主導権を奪われた瞬間、圧倒的な力が下流へと押し寄せていく。
お互いにその感覚を共有していた。
「甘いと、そう思われても」
剣を構えてから初めて、デュランダルが肉声を発した。
「貴方と戦う理由が私にはないのです」
「理由ならある。あのような計画の一環でしかない見世物の試合で、某から剣聖の称号を譲り受けるつもりか?」
敢えてデュランダルを後方へと押し退け、距離を作りながらガラディーンも肉声で応える。
憎いから敵対しているのではない。
会話の余地がない訳ではない。
「某は未だ剣聖ではない。あの剣を操れず、それを言い訳に己の不完全さを肯定するような弱き者が剣聖であろう筈もない」
「レラントルメンタを使いこなせる事が、剣聖の条件だと?」
「無論、そうではない。某にとって、剣聖の条件など然したる意味はない。お前が剣聖に相応しいか否かも。某は――――」
一閃。
明らかに剣の届く距離の倍以上離れているその場から、ガラディーンは斬撃を繰り出した。
刹那、デュランダルの頬から赤い血が一筋、流れる。
「お前に剣聖を奪われぬ為に、お前を倒す。
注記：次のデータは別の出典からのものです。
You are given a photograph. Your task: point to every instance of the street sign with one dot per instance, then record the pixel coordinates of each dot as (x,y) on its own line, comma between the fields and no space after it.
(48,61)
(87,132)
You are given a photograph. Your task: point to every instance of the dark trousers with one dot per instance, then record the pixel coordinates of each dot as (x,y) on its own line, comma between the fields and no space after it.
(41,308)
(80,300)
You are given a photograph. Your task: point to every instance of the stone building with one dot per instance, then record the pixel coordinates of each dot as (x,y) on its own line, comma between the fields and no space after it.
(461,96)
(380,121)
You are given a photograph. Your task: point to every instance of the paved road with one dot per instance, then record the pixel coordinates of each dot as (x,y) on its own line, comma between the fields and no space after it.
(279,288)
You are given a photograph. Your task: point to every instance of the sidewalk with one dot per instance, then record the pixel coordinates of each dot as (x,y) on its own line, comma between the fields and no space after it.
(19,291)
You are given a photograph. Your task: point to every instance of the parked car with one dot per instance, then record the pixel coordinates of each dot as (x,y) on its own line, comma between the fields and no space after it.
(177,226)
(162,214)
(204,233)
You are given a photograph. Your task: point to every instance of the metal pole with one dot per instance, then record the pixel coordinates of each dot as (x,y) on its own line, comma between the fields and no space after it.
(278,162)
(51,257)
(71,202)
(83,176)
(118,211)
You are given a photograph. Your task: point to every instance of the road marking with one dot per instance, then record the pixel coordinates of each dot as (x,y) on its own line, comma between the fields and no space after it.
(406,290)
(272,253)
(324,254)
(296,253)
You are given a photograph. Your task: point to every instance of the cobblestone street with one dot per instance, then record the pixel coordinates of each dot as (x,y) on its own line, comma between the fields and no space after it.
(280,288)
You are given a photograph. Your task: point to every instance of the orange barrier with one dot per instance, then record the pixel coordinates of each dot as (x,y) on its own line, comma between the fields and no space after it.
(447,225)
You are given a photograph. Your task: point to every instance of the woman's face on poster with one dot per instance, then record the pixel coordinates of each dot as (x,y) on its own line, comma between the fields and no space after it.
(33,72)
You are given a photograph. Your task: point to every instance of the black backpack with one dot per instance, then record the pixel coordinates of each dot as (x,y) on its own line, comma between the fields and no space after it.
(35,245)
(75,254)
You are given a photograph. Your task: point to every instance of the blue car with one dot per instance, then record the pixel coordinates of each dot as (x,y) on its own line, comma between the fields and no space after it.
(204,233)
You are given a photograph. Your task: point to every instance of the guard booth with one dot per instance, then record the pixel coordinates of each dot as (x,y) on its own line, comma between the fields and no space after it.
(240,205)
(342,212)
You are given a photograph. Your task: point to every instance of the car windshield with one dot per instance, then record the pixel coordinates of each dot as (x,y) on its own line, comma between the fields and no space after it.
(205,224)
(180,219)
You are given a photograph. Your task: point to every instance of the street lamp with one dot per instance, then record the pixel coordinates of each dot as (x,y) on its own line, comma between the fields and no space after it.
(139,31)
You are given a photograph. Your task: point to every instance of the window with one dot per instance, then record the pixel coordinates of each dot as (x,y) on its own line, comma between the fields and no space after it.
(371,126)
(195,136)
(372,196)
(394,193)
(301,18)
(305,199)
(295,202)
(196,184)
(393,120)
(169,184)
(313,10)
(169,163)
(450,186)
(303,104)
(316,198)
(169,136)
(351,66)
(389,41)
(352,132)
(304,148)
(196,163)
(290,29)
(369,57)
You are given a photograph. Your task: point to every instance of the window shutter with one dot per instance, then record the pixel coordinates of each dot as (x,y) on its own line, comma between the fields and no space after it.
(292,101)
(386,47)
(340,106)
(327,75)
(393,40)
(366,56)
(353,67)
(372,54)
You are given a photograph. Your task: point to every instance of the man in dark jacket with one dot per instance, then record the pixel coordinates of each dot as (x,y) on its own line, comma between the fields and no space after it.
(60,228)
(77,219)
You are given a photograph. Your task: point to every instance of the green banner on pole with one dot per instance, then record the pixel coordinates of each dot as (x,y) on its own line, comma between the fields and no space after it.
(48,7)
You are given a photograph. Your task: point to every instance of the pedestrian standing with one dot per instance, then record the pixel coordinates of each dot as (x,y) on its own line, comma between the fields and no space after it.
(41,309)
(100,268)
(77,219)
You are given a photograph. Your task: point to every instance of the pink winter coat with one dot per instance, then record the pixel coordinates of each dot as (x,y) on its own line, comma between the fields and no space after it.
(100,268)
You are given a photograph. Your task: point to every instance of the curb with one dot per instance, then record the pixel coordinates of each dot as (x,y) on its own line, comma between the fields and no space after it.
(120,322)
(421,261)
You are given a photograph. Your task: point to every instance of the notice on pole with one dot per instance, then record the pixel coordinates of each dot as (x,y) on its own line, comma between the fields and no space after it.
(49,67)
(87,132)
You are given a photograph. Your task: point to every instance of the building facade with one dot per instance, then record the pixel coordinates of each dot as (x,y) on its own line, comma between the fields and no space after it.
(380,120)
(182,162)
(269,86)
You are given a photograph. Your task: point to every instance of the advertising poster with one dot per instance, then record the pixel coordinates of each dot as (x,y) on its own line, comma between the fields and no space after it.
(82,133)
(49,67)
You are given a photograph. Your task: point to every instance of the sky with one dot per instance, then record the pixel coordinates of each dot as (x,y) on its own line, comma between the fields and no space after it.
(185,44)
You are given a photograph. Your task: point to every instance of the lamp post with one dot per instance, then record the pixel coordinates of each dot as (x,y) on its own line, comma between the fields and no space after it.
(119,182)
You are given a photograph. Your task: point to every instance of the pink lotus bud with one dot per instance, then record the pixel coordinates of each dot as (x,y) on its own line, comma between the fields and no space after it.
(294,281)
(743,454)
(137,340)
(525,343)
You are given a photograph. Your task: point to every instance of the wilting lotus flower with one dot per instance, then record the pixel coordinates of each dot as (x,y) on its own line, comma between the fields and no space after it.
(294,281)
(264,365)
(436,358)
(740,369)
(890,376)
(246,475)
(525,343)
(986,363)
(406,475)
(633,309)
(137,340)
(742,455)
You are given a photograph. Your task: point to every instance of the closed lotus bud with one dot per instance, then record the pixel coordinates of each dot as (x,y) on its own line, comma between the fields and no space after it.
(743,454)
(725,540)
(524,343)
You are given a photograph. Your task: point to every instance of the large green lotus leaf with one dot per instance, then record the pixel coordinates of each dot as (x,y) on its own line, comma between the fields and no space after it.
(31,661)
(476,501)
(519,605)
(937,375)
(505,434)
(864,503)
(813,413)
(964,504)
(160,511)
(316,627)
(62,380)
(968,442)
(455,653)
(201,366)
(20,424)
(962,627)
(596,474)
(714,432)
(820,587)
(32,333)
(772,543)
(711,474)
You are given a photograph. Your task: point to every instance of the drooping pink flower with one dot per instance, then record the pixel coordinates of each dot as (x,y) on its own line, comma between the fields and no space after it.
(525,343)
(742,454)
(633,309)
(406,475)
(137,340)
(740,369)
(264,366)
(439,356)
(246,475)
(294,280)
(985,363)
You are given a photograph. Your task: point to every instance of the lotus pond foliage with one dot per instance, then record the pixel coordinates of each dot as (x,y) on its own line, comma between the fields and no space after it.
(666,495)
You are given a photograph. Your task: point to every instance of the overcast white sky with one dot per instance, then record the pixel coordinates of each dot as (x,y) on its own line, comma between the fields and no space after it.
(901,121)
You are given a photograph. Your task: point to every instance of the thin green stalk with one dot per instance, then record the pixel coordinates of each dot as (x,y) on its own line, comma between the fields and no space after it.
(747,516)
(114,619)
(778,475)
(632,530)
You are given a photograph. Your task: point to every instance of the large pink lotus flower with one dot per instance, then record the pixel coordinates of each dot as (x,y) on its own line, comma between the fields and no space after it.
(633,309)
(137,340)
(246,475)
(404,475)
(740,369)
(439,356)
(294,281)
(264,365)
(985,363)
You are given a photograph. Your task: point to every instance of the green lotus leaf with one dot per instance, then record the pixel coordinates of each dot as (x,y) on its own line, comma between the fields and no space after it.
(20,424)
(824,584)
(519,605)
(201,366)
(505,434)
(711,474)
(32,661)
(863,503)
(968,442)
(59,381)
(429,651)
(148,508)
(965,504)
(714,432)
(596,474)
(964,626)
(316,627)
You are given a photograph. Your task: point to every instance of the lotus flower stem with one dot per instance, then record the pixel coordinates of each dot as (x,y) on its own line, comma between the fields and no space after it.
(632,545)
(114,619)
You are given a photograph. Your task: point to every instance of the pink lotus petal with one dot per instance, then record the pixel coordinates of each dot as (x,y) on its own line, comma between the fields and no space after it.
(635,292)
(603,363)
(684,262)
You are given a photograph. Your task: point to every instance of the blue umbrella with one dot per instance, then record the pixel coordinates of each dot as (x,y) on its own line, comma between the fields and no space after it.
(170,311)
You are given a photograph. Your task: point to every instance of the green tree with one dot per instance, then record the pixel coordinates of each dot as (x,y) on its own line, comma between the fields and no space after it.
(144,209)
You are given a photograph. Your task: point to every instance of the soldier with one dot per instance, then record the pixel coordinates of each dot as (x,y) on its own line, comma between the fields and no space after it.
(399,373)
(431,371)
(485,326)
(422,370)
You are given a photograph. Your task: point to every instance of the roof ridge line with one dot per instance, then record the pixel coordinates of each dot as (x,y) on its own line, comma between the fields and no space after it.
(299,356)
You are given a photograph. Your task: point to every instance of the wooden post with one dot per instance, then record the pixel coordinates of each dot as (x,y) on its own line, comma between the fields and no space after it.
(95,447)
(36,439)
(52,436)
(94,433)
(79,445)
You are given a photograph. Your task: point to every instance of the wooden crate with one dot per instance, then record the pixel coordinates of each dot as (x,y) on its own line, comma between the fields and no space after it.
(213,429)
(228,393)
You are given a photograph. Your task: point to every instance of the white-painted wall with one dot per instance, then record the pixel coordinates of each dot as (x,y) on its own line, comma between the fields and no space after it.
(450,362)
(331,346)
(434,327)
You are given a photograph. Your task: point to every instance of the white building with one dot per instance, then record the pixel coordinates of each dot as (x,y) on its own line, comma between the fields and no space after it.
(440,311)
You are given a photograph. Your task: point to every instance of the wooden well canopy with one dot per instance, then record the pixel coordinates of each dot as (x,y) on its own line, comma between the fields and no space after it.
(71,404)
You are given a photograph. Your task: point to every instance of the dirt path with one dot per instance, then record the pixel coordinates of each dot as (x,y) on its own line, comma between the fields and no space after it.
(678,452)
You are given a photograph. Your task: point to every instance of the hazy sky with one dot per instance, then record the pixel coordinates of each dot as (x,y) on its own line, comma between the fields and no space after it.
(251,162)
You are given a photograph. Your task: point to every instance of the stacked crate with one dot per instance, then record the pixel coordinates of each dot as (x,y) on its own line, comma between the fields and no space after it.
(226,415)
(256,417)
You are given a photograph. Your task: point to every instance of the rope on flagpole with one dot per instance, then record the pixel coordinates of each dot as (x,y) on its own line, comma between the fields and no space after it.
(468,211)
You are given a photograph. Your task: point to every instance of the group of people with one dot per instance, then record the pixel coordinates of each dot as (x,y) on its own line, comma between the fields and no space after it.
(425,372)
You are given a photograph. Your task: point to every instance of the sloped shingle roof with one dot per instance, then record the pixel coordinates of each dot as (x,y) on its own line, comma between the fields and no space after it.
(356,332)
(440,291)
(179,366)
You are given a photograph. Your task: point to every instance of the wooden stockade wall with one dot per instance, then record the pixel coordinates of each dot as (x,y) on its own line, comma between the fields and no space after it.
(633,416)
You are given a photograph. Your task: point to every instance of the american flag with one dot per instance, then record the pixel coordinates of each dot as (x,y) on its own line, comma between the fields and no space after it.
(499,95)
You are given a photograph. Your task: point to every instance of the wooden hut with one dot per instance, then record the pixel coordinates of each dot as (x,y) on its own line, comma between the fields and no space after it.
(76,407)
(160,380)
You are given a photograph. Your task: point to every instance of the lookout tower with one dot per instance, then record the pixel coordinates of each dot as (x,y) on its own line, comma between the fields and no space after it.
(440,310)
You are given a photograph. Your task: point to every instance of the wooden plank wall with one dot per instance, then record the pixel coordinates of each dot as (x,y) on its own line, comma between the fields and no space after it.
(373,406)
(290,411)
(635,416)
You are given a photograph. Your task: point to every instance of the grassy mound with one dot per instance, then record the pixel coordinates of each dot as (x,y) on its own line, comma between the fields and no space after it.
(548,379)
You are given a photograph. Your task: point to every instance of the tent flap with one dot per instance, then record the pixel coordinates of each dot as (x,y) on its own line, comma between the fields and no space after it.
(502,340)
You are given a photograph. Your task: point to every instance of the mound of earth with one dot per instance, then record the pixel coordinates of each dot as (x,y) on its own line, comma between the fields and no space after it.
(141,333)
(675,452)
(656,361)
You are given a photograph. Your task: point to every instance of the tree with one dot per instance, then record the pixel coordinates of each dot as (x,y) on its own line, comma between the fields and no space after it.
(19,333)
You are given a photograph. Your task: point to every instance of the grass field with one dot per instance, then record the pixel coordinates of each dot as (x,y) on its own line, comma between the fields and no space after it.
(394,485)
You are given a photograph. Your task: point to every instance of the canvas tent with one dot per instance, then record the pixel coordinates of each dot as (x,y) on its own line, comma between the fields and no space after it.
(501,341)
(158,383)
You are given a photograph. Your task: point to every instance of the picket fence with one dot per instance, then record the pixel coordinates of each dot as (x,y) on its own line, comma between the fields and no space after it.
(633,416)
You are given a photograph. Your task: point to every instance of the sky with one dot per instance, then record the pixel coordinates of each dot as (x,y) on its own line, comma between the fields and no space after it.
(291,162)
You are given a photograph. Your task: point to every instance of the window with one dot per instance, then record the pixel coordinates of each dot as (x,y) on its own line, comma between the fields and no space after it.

お前という脅威を駆逐する事が、某の生きて来た意味。鍛錬し続けてきた意味よ」
「……剣聖になりたくば、この戦いに勝利せよ。そういう事ですか」
「死にたくなければ、だ。それがお前の戦う理由なのだ」
会話は途切れ、二本の剣が舞う。
お互い、相手の力量は知り尽くしてる。
どれだけ剣を振ろうと、剣筋を見極めようと、それが勝利に繋がる事はないと、うんざりするほど理解している。
デュランダルに迷いはない。
最早、ガラディーンに何を言ったとしても、この戦いは回避出来ない。
「……っ!」
上段から下段、そして流れるように右から左への薙ぎ。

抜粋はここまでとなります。